Screaming was easy, but telling was the hard part. How do you put into words something that you don’t have a word for? It is this thing. Well…it is more of a feeling. It is big. It gets louder and louder and stronger and stronger. I can’t get away from it. What I didn’t tell anyone was: When it comes, I feel extremely lonely, scared, and worried. Actually, when I feel lonely, scared, and worried it comes. I’m afraid I will never be able to make it go away. I am afraid it will eat me up. The monster in that form eventually retreated, but over the years, it would morph itself into many different shapes. It wasn’t until years later that I realized that the thumping was my heart, and the monster had a name: Anxiety. How could this be? I could have sworn it was a monster. It felt so real.

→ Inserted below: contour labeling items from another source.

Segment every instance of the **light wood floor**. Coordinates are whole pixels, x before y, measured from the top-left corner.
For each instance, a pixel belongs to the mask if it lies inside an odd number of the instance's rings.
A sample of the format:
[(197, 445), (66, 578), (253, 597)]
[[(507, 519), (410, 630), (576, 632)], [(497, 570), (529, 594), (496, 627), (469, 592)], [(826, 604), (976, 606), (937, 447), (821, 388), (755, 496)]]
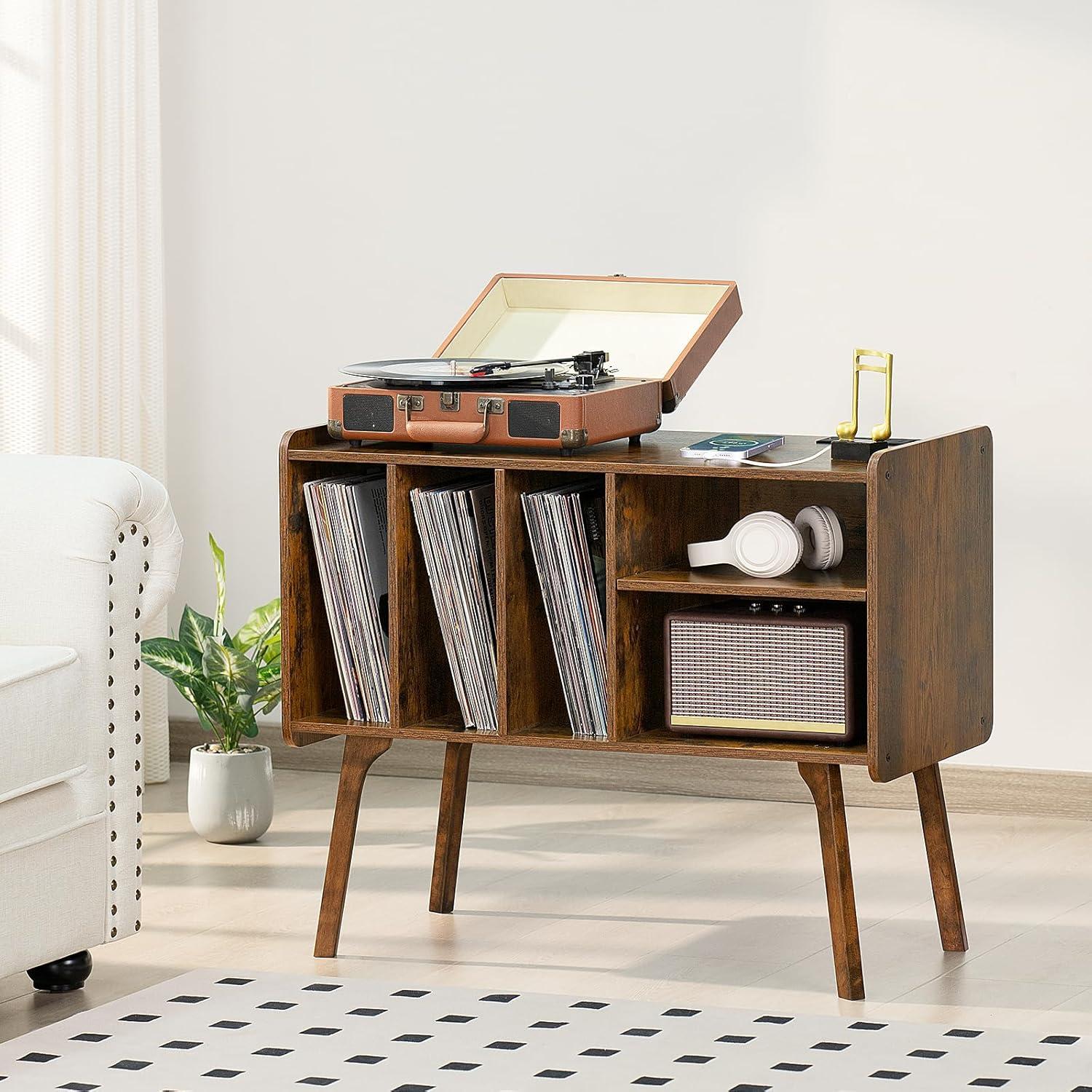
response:
[(199, 966), (1092, 1030), (1089, 822), (951, 817), (959, 956), (940, 950), (916, 816), (852, 809), (868, 992), (854, 1004), (834, 995), (810, 806), (472, 782), (456, 910), (438, 916), (439, 785), (371, 778), (342, 956), (323, 961), (333, 774), (280, 771), (269, 834), (222, 846), (190, 830), (185, 773), (146, 797), (142, 931), (96, 949), (78, 994), (0, 980), (0, 1040)]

Knowing it had a name was reassuring (no one is actually going to eat me up; other people have invisible monsters as well) yet frightening (the mind is a powerful force that can play tricks on me). More than anything, I wondered: Will I always feel this way? The answer was both yes and no. Yes, there would always be a tendency for my mind to wander, to feel the pangs of panic that are the precursor to the thumping, but no, I wouldn’t have to go to that place if I chose not to. I could, the challenge became, recognize what was happening and shut the door, at least partially, on the monster. Over time, I have learned many different techniques to manage my anxiety, and I have grown in the knowledge and confidence that just because anxiety slips in every now and then doesn’t mean that it has to be the captain of my ship. When it comes to anxiety, I remind myself that:
It can be there, but it doesn’t have to be the center of attention.
It doesn’t have to steal the show.
It can’t tell me what I can do or what I can’t do.
It can’t hold me back.
It can’t stop me from going places.
It can’t keep me from breathing.
It can’t stop me from dreaming.
It can’t consume me.
My invisible monster, it turned out, could be tamed. Actually, it longed to be tamed. It was waiting for so many years for me to tell it what to do.
You can do this.
You are brave.
You aren’t alone.
You are normal.
You deserve to be here.
You will figure it out.
You will be okay.
You ARE okay.
I look at things differently now. I’m not slaying a beast, but rather educating a strong-willed invisible monster of sorts. I should correct myself… it doesn’t like being called a monster because it isn’t trying to be scary. That’s just how I used to see it, but we’ve been together for a long time now. Hey, Anxiety, now that I know you by name, now that you respect my space and give me the freedom to be who I am and make my own choices, what do you say we call it a day and be friends?
Actually, on second thought, that’s not a question. That’s me telling you. That’s me telling you.